Flow Metrics: Consists of Flow Velocity (number of completed items per unit of time), Flow Time (time taken for an item from request to deployment), Flow Efficiency (ratio of actual work to total time), and Flow Distribution (ratio of the four items).

Practical Application

Example 1: Multi-Agent Research Workflow

This is an orchestrator-subagent structure borrowed from IBM's LangGraph + Granite example.

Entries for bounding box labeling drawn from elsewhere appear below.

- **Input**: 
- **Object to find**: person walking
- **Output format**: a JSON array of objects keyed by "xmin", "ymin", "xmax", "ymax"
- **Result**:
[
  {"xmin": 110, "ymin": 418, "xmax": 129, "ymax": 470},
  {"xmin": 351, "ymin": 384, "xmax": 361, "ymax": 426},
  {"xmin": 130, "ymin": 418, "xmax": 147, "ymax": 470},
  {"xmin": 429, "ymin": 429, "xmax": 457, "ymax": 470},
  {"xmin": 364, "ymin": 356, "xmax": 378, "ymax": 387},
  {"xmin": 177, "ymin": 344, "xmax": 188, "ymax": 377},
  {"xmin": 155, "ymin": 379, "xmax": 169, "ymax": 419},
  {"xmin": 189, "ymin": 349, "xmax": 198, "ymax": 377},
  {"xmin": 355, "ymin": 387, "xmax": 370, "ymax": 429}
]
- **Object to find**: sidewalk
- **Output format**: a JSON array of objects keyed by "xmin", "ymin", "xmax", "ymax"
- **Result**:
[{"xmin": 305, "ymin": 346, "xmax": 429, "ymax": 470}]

It is a flow where the orchestrator analyzes tasks, specialized subagents (search, code generation) execute in parallel, and the results are integrated during the verification and editing phases.

python

from langgraph.graph import StateGraph, END
from typing import TypedDict, Annotated
import operator
 
# 초기화 예시:
# from langchain_openai import ChatOpenAI
# from langchain_community.tools import DuckDuckGoSearchRun
# llm = ChatOpenAI(model="gpt-4o")
# search_tool = DuckDuckGoSearchRun()
 
class MultiAgentState(TypedDict):
    task: str
    task_analysis: str      # 오케스트레이터가 생성한 작업 분석
    search_result: str
    code_result: str
    validation_result: str
    final_output: str
    errors: Annotated[list[str], operator.add]  # 병렬 노드에서 안전하게 누적
 
def orchestrator(state: MultiAgentState) -> dict:
    """작업을 분석하고 서브에이전트가 공유할 컨텍스트를 생성"""
    analysis = llm.invoke(
        f"다음 작업을 분석하고 핵심 요구사항을 요약하세요: {state['task']}"
    )
    return {"task_analysis": analysis.content}
 
def search_agent(state: MultiAgentState) -> dict:
    """검색 전문 에이전트 — 오케스트레이터 분석을 컨텍스트로 활용"""
    result = search_tool.invoke(
        f"{state['task_analysis']}\n\n검색 쿼리: {state['task']}"
    )
    return {"search_result": result}
 
def code_agent(state: MultiAgentState) -> dict:
    """코드 생성 전문 에이전트"""
    result = llm.invoke(
        f"분석: {state['task_analysis']}\n\n요구사항에 맞는 코드를 작성하세요: {state['task']}"
    )
    return {"code_result": result.content}
 
def validation_agent(state: MultiAgentState) -> dict:
    """검색과 코드 결과를 모두 받은 뒤 실행 — 두 브랜치가 완료되어야 진입"""
    combined = f"검색: {state['search_result']}\n코드: {state['code_result']}"
    validation = llm.invoke(f"다음 결과를 검증하세요: {combined}")
    return {"validation_result": validation.content}
 
def editor_agent(state: MultiAgentState) -> dict:
    """최종 통합"""
    final = llm.invoke(
        f"""다음 결과를 통합하여 최종 답변을 작성하세요:
        - 작업 분석: {state['task_analysis']}
        - 검색 결과: {state['search_result']}
        - 코드 결과: {state['code_result']}
        - 검증 결과: {state['validation_result']}"""
    )
    return {"final_output": final.content}
 
builder = StateGraph(MultiAgentState)
builder.add_node("orchestrator", orchestrator)
builder.add_node("search", search_agent)
builder.add_node("code", code_agent)
builder.add_node("validation", validation_agent)
builder.add_node("editor", editor_agent)
 
builder.set_entry_point("orchestrator")
 
# 팬아웃: orchestrator → search, code 두 노드가 같은 슈퍼스텝에서 실행
builder.add_edge("orchestrator", "search")
builder.add_edge("orchestrator", "code")
 
# 팬인: search, code 모두 완료된 슈퍼스텝 이후에 validation 진입
builder.add_edge("search", "validation")
builder.add_edge("code", "validation")
builder.add_edge("validation", "editor")
builder.add_edge("editor", END)
 
multi_agent_app = builder.compile()

LangGraph executes internally in superstep units. The structure is such that search and code run simultaneously in the same superstep after the orchestrator is complete, and the validation superstep begins only after both nodes are finished. Thanks to this, you do not need to implement synchronization processing separately, as long as you keep state merging annotations like Annotated[list, operator.add] handy.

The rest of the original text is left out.